Last week “ethics zugswangmade a return to Ethics Alarms, and you can expect to read a lot more of it. The chess term describing the dilemma is which the only safe move is to stay still, and staying still is impossible, seems to be applying to increasing numbers of dire situations recently, especially in the ethical sense, in which all choices are unethical.Upon reflection, several posts involved ethics zugswang even when I didn’t use that term. The woman whose student loan debts topped 900,000 dollars is in zugswang. Progressive feminists who use gender-baiting as a partisan weapon are in self-condemned zugswang when political allies use misogynist terms against conservative women.

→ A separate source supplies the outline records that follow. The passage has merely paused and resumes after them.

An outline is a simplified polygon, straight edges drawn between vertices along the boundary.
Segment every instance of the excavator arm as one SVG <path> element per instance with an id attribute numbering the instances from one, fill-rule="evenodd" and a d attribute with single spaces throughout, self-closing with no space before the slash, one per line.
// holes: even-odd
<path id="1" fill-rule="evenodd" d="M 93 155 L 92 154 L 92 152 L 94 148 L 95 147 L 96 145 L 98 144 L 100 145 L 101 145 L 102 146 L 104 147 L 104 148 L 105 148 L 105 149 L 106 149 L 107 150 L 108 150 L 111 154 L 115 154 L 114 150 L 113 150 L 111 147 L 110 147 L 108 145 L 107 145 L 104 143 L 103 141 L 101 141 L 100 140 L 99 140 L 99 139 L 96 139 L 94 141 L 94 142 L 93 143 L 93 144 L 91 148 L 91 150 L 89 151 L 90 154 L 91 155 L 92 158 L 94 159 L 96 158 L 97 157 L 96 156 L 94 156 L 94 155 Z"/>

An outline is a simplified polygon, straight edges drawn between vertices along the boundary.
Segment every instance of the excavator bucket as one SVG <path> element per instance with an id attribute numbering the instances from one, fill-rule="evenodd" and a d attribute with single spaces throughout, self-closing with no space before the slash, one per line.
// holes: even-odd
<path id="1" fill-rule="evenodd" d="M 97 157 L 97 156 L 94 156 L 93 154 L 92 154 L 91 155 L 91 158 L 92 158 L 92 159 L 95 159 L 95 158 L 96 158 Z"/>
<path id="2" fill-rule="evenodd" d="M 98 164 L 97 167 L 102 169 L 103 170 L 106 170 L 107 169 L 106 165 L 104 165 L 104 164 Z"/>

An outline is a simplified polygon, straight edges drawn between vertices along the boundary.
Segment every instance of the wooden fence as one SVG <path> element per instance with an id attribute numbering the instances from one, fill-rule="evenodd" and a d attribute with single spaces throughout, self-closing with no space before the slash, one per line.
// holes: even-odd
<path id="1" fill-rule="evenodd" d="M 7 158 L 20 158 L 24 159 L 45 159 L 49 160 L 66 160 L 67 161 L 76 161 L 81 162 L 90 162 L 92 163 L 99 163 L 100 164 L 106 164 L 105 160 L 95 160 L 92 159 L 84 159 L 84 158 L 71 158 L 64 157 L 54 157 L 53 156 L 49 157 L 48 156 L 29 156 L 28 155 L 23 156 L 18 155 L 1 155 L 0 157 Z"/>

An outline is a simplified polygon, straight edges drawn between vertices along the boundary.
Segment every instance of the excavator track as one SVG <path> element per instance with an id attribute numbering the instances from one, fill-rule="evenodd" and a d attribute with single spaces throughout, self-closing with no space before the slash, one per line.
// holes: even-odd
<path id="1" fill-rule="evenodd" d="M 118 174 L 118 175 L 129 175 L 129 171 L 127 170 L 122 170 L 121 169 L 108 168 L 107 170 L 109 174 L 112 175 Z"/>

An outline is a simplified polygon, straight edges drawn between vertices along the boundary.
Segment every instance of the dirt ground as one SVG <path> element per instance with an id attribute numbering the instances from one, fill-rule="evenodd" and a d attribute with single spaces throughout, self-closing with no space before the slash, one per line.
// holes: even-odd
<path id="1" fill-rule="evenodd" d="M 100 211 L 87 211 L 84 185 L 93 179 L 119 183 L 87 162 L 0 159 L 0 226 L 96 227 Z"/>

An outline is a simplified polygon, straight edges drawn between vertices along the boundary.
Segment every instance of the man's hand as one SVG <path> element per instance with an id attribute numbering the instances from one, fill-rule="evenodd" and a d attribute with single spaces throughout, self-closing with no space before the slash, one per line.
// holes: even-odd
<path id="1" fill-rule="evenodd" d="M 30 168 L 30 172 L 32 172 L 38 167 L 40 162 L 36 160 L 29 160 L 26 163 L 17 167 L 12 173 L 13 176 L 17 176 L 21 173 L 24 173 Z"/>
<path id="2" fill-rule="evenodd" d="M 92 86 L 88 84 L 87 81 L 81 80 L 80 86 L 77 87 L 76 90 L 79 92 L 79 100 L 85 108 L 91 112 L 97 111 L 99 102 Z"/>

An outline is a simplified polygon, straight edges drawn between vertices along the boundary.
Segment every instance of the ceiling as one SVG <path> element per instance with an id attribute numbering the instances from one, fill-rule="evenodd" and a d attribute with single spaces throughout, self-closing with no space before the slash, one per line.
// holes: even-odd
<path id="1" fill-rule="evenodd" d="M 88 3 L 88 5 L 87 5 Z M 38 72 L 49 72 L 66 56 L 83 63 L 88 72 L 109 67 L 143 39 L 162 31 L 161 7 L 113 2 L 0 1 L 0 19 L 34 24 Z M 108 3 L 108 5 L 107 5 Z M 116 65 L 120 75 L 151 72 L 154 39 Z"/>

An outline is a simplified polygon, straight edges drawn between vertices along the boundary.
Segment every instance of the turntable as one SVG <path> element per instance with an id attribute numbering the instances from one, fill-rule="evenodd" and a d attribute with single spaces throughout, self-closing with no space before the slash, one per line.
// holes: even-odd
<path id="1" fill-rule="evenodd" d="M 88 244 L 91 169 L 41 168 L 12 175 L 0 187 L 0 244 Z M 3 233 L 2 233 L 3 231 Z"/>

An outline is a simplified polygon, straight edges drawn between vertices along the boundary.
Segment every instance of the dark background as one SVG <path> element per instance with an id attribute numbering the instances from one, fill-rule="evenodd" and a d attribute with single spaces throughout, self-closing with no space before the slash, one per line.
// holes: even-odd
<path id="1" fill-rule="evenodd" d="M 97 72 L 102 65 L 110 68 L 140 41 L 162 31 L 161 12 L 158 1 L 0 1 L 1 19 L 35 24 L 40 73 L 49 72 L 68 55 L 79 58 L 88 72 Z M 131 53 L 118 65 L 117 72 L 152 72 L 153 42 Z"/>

It’s really fun saying “zugswang,” but I will try to touch on some matters that don’t involve ethics zugswang….like…

1. “Hogan’s Heroes” ethics. I never thought it would happen, but a cable channel is re-running “Hogan’s Heroes” episodes. The very popular Sixties sitcom about POW prison camp and the wacky and inept Nazis running it has been thoroughly excoriated as outrageously tasteless and politically incorrect. My father loved the show because anything that made the Nazis look ridiculous was aces with him. Is it tasteless and offensive to show “Hogan’s Heroes” today?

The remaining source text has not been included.